In a previous study, we observed that, in peripheral immune organs such as the spleen, NLRP3 expression, but not NLRP12 expression, is altered in response to LPS, with and without morphine tolerance [
38], suggesting that the mechanism(s) of inflammasome activation in response to pathogens may be different in peripheral immune organs, compared to the central nervous system. During morphine tolerance, the LPS-induced expression of NLRP3, as well as that of cytokines and chemokines, is reduced in comparison to the placebo-control rats given LPS [
38]. These observations are consistent with previous studies showing that immune activation, including an inflammatory response, is diminished during morphine tolerance [
39]. Therefore, the data from the present study, as well as from our previous report [
38], collectively indicate that morphine may exert its effects through both pro- and anti-inflammatory inflammasomes.
LINCS analysis is able to predict potential target genes based on a certain treatment and the gene profile signatures in its database. In our study, LINCS was able to generate a report of potential targets with a p value of <0.05 from the list of genes with altered expression in response to LPS in control rats (placebo-control + saline versus placebo-control + LPS) but not from the other two comparisons (placebo-control + saline versus morphine-tolerant + saline, morphine-tolerant + saline versus morphine-tolerant + LPS), because there were not enough significant gene features in those two groups. When enlarging the set of gene features for the comparison of placebo-control + saline versus placebo-control + LPS to a p-value of <0.1, LINCS generated a report with similar potential targets. Thus, the gene features were then studied with a p-value of <0.1 on all three sets of comparisons. VPS28, PROCR, and CHMP2A were the top three with the highest scores in LINCS report generated based on placebo-control + saline versus placebo-control + LPS gene alternations, suggesting that Vps28, Procr and Chmp2a were potential targets of LPS. In the report for placebo-control + saline versus morphine-tolerant + saline, SMARCE1, AHRR, and GPX7 were the most likely targets altered in morphine tolerance predicted by LINCS. In the morphine-tolerant + saline versus morphine-tolerant + LPS report, AHR, UBE2L6, and PAFAH1B3 were the top three candidates that potentially responsible for the LPS-induced immune responses during morphine tolerance in rats. In the LINCS reports, the listed potential targets had different rankings using the different sets of gene features. This confirms that the response to LPS by those inflammosome-related genes could be affected by morphine tolerance.

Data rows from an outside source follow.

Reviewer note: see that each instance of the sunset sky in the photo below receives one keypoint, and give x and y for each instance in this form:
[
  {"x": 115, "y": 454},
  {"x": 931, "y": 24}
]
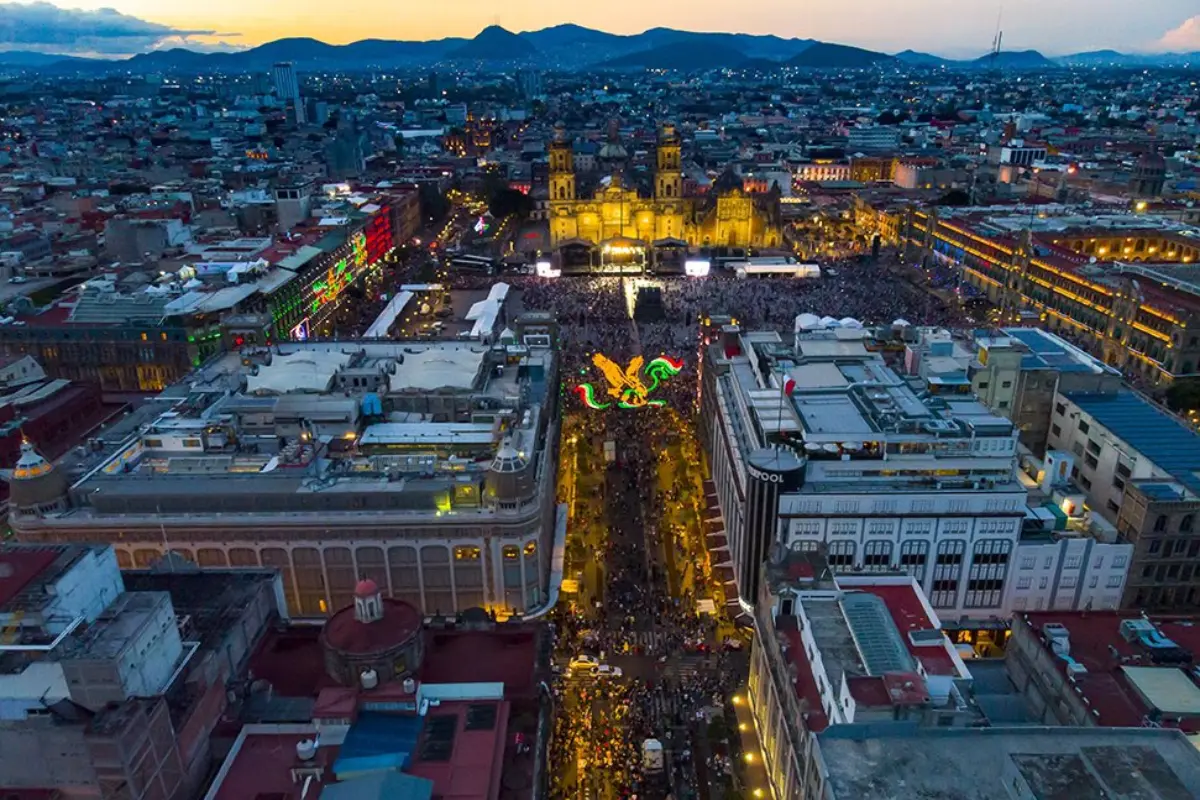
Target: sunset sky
[{"x": 942, "y": 26}]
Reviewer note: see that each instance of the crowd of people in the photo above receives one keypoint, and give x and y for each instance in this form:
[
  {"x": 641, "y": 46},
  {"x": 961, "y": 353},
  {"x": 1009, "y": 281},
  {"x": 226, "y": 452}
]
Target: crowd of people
[{"x": 642, "y": 615}]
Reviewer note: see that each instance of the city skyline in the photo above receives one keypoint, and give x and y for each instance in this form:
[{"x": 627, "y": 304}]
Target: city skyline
[{"x": 102, "y": 28}]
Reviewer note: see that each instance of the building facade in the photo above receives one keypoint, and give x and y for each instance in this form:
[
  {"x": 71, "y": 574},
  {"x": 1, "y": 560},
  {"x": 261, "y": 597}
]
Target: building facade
[
  {"x": 618, "y": 216},
  {"x": 1137, "y": 317},
  {"x": 300, "y": 470}
]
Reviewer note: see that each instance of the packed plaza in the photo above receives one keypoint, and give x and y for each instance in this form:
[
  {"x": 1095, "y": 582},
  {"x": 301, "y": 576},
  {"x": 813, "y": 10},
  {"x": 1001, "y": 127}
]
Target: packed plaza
[{"x": 459, "y": 428}]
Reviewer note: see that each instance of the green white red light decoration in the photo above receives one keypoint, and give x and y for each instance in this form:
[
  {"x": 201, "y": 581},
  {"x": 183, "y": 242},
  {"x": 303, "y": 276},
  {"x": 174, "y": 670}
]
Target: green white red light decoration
[{"x": 631, "y": 386}]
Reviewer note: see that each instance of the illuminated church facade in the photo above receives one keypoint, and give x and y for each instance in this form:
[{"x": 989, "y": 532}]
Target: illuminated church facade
[{"x": 617, "y": 223}]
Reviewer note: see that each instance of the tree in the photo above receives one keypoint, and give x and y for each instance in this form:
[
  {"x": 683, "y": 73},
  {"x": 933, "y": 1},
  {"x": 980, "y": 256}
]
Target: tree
[
  {"x": 509, "y": 202},
  {"x": 1183, "y": 396}
]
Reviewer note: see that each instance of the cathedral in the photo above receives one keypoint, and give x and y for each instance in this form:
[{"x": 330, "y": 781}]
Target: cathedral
[{"x": 621, "y": 228}]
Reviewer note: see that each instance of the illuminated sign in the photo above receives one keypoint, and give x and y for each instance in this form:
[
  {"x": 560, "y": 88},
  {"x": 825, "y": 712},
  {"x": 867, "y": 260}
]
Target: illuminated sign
[
  {"x": 546, "y": 270},
  {"x": 379, "y": 235},
  {"x": 330, "y": 287},
  {"x": 359, "y": 245},
  {"x": 300, "y": 332},
  {"x": 631, "y": 386},
  {"x": 771, "y": 477}
]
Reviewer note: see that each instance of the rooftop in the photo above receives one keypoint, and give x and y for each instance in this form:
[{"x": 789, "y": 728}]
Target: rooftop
[
  {"x": 324, "y": 419},
  {"x": 1043, "y": 763},
  {"x": 1049, "y": 352},
  {"x": 1149, "y": 429},
  {"x": 293, "y": 662},
  {"x": 1115, "y": 684}
]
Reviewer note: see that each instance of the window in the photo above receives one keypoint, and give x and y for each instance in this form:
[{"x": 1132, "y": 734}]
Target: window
[
  {"x": 841, "y": 555},
  {"x": 877, "y": 555},
  {"x": 913, "y": 557}
]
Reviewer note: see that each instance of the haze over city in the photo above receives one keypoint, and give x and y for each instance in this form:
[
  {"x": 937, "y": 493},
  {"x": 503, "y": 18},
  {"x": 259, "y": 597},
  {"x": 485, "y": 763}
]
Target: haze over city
[
  {"x": 774, "y": 400},
  {"x": 948, "y": 28}
]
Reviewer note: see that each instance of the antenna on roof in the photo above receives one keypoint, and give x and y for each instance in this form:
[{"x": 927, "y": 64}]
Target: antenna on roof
[{"x": 1000, "y": 35}]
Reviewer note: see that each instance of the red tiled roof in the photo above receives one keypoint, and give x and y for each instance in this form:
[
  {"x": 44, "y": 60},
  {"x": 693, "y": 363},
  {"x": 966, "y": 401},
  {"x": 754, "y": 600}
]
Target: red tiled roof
[
  {"x": 473, "y": 770},
  {"x": 805, "y": 684},
  {"x": 19, "y": 567},
  {"x": 292, "y": 661},
  {"x": 909, "y": 614},
  {"x": 1096, "y": 642},
  {"x": 481, "y": 656},
  {"x": 869, "y": 691},
  {"x": 400, "y": 624}
]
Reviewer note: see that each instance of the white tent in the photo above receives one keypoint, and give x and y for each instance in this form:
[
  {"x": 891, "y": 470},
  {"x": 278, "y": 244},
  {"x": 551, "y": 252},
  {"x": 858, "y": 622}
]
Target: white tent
[{"x": 808, "y": 322}]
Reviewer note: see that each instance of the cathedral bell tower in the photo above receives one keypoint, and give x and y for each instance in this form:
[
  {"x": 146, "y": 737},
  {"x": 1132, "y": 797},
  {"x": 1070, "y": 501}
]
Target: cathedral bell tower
[
  {"x": 562, "y": 168},
  {"x": 669, "y": 176}
]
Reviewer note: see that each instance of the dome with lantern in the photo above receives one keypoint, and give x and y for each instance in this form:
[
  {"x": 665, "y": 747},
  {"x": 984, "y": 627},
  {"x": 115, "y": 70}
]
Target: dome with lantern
[
  {"x": 510, "y": 477},
  {"x": 377, "y": 636},
  {"x": 34, "y": 483}
]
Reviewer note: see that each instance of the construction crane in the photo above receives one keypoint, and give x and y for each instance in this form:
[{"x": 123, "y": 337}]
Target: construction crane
[{"x": 999, "y": 38}]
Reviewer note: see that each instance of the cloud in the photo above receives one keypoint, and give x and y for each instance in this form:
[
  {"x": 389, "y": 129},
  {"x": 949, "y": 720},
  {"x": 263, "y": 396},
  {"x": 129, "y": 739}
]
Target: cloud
[
  {"x": 198, "y": 46},
  {"x": 49, "y": 29},
  {"x": 1183, "y": 38}
]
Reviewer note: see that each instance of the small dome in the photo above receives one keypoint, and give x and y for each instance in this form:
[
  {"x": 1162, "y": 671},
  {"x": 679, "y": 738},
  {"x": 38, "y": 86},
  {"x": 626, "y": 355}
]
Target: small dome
[
  {"x": 508, "y": 459},
  {"x": 30, "y": 464}
]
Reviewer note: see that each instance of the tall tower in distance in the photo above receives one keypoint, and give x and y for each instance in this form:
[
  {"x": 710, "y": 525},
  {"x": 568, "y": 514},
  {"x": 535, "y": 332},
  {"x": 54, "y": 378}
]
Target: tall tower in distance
[
  {"x": 562, "y": 168},
  {"x": 287, "y": 89},
  {"x": 669, "y": 176}
]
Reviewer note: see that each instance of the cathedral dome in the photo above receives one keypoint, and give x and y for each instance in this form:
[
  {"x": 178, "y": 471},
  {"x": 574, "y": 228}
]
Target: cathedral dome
[{"x": 35, "y": 483}]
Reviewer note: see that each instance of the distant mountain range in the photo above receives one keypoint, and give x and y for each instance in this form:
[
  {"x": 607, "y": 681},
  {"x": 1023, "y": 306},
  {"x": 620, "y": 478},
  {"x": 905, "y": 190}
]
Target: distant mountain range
[{"x": 571, "y": 47}]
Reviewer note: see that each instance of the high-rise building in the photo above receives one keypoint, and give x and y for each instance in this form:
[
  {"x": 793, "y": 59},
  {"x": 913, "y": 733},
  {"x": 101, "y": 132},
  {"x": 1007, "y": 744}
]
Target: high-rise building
[
  {"x": 287, "y": 89},
  {"x": 427, "y": 468},
  {"x": 109, "y": 683},
  {"x": 819, "y": 445}
]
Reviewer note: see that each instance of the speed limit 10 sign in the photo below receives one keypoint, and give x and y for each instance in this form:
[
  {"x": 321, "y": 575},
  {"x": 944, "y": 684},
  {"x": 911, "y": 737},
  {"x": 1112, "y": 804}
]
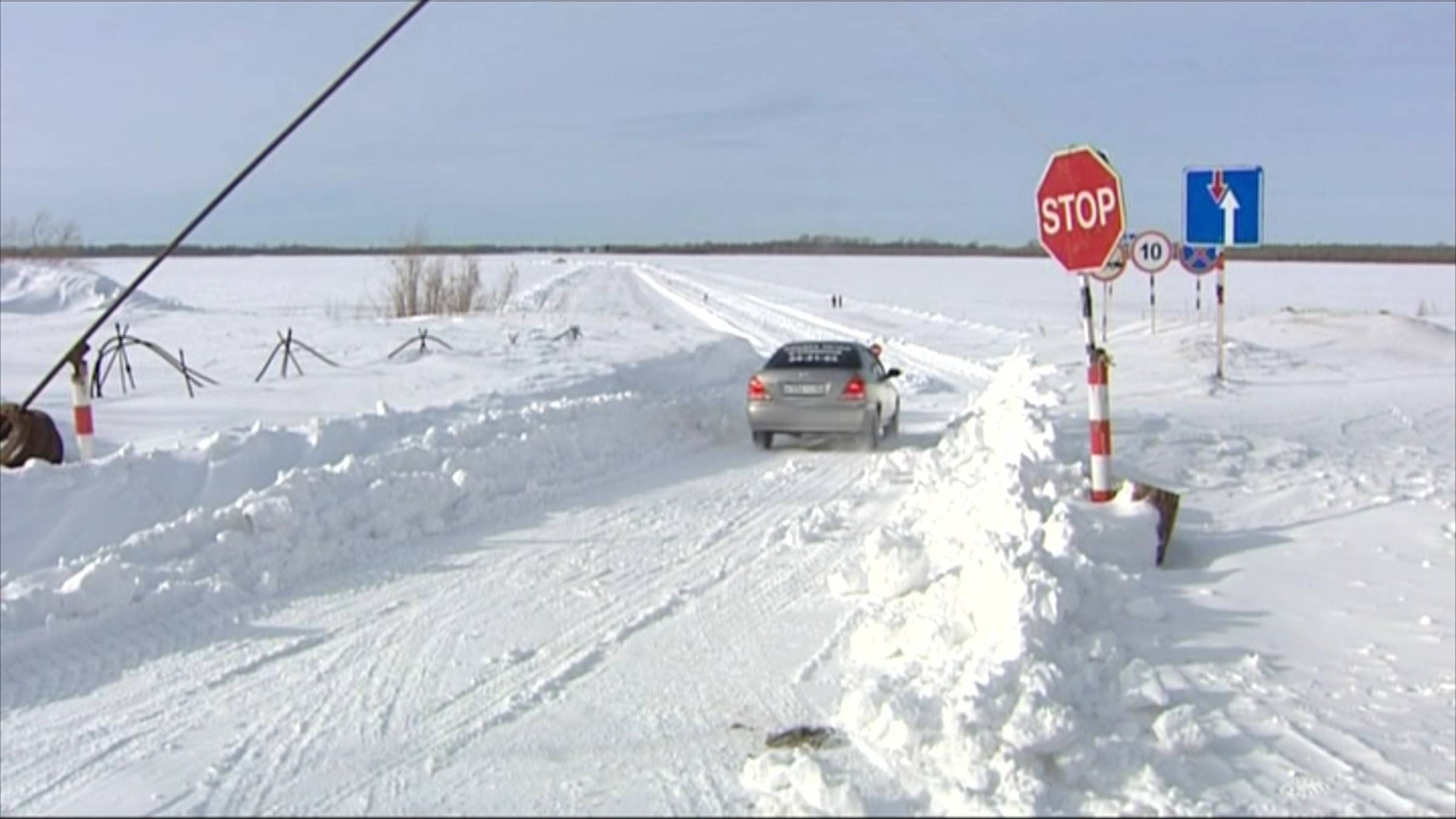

Moreover, among the targets listed above, while VPS28 was No. 1 in the control rats in response to LPS, it was No. 4 in morphine-tolerant rats (
Table 4). The VPS28 protein functions in transporting and sorting proteins into sub-cellular vesicles. In our study, LINCS analysis suggests that the actions of VPS28 in response to LPS could be dampened during morphine tolerance.